Portions of GMSI output — including but not limited to qualitative assessments, shock classifications, impact analyses, pattern matching, historical analogs, trade ideas, and executive summaries — are generated in whole or in part by artificial intelligence language models. AI-generated content may contain errors, hallucinations, outdated information, or analytical conclusions that do not withstand scrutiny. AI-generated content has not been independently verified and should not be relied upon as accurate, complete, or current.
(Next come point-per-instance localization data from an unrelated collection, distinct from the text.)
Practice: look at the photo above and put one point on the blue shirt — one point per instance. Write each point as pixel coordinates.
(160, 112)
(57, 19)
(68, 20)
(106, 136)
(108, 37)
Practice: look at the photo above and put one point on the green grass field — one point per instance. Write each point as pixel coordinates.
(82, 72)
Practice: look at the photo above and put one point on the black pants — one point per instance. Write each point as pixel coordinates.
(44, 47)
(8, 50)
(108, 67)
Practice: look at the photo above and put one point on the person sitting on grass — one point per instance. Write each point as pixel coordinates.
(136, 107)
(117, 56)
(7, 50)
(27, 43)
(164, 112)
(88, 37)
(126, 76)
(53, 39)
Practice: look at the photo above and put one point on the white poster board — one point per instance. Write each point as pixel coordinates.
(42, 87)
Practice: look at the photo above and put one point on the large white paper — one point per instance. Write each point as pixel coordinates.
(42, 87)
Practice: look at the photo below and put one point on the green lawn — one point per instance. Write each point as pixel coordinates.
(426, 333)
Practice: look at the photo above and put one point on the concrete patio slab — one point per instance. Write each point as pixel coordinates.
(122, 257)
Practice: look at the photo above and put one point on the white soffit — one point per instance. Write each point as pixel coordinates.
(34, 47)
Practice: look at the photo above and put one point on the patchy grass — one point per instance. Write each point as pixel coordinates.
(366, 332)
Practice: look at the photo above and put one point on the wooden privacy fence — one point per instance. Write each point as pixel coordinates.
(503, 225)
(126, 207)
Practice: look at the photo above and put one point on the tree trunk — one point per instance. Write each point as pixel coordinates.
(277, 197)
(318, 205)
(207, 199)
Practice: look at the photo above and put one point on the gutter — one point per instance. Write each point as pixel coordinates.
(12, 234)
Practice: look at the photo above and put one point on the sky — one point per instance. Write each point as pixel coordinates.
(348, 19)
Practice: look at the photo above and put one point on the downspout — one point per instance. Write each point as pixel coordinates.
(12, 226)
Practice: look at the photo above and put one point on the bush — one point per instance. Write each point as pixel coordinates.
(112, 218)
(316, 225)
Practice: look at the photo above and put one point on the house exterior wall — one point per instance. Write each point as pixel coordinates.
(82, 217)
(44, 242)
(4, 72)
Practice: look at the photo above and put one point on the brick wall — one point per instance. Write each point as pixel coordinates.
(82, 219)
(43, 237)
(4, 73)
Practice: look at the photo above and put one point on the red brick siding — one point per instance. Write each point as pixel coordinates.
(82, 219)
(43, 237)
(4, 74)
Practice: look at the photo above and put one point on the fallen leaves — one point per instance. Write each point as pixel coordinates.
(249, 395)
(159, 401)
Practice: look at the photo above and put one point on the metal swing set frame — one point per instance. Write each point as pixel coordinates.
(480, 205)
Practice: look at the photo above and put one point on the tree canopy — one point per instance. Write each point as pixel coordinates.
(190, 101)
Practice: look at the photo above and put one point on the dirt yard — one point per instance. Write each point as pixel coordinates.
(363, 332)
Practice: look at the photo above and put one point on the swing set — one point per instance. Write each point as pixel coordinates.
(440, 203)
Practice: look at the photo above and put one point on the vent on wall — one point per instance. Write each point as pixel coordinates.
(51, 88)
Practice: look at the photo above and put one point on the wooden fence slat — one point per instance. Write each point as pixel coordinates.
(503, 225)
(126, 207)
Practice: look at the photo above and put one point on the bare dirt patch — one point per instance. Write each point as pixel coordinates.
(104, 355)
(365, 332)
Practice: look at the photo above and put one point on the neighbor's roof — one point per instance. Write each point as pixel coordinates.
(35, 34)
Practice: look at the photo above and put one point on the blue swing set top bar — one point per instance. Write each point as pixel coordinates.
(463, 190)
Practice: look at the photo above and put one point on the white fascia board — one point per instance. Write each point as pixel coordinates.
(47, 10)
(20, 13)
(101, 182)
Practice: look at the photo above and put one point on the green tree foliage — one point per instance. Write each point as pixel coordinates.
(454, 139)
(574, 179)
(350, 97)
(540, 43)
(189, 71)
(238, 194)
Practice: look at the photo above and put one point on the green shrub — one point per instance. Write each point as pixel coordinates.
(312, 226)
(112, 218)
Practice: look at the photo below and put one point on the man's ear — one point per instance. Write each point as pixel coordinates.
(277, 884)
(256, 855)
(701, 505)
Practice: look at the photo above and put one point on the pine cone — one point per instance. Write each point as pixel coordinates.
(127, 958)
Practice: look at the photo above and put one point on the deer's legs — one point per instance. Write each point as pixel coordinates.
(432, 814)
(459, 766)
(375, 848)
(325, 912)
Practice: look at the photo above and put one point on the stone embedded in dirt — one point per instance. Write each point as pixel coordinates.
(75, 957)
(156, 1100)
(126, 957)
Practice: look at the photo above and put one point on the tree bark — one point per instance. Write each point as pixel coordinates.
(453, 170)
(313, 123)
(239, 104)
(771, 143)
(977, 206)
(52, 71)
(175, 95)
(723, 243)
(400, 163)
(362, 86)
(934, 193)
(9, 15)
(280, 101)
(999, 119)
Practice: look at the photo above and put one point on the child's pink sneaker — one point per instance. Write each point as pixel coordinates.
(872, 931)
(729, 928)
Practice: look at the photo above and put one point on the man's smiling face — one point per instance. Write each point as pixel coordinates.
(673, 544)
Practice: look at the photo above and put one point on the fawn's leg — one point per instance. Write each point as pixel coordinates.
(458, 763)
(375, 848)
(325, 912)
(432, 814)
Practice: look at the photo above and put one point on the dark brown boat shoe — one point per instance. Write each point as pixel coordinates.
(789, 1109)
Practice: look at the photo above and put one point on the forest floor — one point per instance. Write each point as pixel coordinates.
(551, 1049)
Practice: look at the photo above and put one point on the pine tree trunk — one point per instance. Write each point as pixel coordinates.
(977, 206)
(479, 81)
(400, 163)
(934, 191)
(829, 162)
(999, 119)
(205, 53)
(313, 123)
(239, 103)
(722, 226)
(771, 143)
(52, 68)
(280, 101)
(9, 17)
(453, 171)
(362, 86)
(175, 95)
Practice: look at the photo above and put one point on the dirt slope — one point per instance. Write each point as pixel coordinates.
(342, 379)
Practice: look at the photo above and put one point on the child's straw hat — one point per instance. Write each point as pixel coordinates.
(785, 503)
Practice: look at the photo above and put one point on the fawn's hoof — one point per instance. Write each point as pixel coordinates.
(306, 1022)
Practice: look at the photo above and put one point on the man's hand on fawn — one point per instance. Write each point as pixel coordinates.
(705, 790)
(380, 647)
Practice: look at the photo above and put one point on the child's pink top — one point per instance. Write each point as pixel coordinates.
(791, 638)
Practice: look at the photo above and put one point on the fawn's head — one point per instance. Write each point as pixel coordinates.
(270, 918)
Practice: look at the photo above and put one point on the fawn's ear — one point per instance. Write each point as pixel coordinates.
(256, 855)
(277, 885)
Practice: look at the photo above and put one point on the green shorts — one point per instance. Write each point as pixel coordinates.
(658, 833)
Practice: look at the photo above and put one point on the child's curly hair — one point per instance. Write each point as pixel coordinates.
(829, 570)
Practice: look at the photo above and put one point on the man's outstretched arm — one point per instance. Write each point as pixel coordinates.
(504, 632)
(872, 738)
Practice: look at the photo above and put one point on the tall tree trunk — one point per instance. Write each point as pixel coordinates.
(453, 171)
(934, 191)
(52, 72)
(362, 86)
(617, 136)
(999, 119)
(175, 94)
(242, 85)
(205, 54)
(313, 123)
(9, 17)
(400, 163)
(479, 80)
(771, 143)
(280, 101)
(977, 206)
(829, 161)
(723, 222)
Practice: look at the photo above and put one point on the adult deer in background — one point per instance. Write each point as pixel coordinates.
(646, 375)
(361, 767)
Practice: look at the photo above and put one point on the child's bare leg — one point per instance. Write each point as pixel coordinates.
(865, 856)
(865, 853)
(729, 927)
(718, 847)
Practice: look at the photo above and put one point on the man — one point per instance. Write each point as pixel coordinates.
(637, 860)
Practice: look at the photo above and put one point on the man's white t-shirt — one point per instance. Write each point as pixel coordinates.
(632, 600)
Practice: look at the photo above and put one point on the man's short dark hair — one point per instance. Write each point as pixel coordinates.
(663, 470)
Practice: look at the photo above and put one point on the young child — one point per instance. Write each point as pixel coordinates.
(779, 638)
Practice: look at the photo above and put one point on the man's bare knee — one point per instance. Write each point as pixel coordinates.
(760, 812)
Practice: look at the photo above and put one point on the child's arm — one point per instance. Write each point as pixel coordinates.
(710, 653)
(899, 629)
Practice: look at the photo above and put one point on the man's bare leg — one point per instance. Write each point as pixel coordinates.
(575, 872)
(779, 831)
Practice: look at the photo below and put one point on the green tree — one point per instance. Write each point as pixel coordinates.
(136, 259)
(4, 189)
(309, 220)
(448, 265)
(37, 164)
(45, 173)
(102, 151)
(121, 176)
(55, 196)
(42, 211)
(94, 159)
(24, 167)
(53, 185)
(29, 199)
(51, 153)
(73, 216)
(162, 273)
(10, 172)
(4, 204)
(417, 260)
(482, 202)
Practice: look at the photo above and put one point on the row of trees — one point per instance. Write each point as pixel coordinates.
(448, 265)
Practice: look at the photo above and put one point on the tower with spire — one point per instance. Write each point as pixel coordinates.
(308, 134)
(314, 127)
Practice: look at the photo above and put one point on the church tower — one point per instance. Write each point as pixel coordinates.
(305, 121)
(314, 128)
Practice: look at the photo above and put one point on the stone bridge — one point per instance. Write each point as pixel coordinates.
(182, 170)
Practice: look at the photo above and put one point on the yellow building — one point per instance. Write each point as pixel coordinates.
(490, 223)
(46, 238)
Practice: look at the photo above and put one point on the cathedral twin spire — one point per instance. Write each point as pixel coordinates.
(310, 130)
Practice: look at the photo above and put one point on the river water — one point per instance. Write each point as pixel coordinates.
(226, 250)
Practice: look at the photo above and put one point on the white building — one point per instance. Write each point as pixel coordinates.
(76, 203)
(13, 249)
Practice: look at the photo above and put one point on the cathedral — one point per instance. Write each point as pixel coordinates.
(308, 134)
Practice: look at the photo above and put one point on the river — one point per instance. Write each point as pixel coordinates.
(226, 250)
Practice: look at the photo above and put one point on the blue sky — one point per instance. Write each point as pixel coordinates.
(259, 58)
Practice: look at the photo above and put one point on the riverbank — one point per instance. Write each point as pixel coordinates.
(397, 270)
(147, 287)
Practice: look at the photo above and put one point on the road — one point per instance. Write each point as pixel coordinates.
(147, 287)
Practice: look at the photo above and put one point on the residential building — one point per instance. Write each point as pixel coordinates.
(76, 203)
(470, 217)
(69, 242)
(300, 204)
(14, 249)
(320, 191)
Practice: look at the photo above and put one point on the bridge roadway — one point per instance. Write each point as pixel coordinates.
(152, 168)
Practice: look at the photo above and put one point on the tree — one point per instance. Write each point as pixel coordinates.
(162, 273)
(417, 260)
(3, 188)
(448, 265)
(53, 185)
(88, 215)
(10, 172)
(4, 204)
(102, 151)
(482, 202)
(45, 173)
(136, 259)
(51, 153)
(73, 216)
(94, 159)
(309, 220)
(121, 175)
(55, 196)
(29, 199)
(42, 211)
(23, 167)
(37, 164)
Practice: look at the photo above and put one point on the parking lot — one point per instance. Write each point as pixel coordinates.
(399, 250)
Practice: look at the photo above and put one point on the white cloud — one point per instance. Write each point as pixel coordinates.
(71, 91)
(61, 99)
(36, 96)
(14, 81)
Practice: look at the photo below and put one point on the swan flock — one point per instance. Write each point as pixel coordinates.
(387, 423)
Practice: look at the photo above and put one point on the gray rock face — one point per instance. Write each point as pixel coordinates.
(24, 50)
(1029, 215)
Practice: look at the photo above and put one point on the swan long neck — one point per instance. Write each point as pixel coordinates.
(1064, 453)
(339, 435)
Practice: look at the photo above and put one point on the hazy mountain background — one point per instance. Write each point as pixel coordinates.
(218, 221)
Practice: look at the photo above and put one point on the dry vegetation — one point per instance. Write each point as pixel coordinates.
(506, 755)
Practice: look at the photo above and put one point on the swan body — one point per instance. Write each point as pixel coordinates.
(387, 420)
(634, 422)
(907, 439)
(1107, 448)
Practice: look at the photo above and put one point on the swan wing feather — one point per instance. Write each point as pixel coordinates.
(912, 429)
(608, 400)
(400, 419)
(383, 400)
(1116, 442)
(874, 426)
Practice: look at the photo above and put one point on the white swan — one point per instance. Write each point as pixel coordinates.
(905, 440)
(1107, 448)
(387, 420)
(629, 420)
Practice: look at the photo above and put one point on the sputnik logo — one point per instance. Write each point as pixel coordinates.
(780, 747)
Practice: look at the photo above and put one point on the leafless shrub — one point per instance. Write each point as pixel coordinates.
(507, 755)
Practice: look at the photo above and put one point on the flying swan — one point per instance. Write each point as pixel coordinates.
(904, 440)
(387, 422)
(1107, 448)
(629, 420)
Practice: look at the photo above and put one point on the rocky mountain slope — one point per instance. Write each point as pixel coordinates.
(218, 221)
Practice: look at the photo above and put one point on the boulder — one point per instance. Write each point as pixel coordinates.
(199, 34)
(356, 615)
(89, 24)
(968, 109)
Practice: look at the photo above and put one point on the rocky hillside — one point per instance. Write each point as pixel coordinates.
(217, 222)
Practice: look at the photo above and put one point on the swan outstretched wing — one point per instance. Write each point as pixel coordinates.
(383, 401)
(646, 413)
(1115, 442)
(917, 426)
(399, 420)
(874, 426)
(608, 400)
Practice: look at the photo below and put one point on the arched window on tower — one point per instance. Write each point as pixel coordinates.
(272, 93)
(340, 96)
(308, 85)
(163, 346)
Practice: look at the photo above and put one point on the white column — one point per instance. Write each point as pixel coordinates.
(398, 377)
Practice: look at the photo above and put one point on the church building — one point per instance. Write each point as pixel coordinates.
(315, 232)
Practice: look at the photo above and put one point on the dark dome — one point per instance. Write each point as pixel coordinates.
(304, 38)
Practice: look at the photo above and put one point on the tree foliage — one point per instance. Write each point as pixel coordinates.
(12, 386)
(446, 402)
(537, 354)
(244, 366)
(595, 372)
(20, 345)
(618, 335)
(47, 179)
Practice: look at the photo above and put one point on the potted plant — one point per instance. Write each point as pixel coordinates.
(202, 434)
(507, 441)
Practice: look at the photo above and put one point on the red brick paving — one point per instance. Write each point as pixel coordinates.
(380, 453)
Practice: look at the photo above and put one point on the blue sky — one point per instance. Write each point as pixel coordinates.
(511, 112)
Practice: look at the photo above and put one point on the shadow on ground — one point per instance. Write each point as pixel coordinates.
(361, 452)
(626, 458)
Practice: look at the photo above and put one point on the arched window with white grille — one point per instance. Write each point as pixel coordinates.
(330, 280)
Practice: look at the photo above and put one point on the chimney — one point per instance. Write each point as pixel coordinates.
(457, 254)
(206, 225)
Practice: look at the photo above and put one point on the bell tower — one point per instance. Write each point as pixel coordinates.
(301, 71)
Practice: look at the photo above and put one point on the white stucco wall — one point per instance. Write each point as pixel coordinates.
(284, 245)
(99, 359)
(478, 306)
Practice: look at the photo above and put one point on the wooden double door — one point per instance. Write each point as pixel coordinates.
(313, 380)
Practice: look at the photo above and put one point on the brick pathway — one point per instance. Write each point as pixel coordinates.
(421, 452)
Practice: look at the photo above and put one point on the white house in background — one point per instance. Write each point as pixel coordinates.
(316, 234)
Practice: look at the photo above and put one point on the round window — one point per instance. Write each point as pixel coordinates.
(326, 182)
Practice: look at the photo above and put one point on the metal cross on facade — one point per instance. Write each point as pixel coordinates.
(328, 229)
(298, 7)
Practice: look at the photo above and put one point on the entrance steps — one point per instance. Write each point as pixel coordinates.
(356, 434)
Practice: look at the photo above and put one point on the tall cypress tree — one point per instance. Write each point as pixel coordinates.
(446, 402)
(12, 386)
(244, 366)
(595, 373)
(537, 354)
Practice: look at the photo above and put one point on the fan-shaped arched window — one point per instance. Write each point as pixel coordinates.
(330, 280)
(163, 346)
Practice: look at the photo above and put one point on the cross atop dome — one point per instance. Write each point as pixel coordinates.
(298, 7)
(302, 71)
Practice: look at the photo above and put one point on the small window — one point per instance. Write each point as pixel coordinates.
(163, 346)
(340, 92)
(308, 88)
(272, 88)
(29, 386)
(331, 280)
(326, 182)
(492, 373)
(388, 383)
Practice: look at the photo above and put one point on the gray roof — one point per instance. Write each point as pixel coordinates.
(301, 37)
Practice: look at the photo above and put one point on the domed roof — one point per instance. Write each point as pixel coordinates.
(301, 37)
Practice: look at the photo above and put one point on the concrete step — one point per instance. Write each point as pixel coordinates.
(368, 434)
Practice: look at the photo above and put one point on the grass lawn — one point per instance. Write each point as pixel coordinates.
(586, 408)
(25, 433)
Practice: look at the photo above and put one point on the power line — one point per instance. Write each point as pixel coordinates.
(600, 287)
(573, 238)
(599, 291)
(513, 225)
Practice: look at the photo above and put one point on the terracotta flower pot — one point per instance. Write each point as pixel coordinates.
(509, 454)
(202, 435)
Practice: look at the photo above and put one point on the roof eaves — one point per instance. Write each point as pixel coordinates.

Quantitative Model Limitations.

The GMSI quantitative base score is derived from a rules-based model applied to publicly available economic and market data. The model employs fixed normalization ranges and weightings that may not reflect future market conditions, structural changes in financial markets, or regime shifts in the relationships between indicators. Past model performance, including backtested results, is not indicative of future results. Backtested performance has inherent limitations: it is constructed with the benefit of hindsight, does not reflect actual trading, and does not account for transaction costs, liquidity constraints, or market impact.

No Warranty.

GMSI output is provided on an "as is" and "as available" basis without warranties of any kind, whether express or implied, including but not limited to warranties of merchantability, fitness for a particular purpose, accuracy, completeness, or timeliness. The publisher does not warrant that data feeds will be uninterrupted, error-free, or free from delays.

Limitation of Liability.

To the maximum extent permitted by applicable law, the publisher shall not be liable for any direct, indirect, incidental, consequential, special, or exemplary damages arising from or related to the use of or inability to use GMSI output, including but not limited to trading losses, lost profits, or damages resulting from reliance on any information provided, regardless of whether such damages were foreseeable or whether the publisher was advised of the possibility of such damages.

Not Regulated.

GMSI is not registered with, approved by, or endorsed by any financial regulatory authority, including but not limited to the U.S. Securities and Exchange Commission, the Commodity Futures Trading Commission, the Financial Conduct Authority, the British Virgin Islands Financial Services Commission, or any equivalent body in any jurisdiction. GMSI does not operate as a registered investment adviser, broker-dealer, or commodity trading advisor.

Trade Ideas.

Any trade ideas, instrument references, or directional views presented within GMSI output are hypothetical and illustrative. They do not reflect actual positions, do not account for individual risk tolerance, portfolio composition, regulatory constraints, or suitability considerations, and should not be interpreted as recommendations to enter into any transaction. Recipients bear sole responsibility for any investment decisions they make.

Data Sources.

GMSI incorporates data from third-party sources including the Federal Reserve Economic Data (FRED) service, Yahoo Finance, and NewsAPI. The publisher does not guarantee the accuracy or completeness of third-party data and accepts no liability for errors or omissions in such data.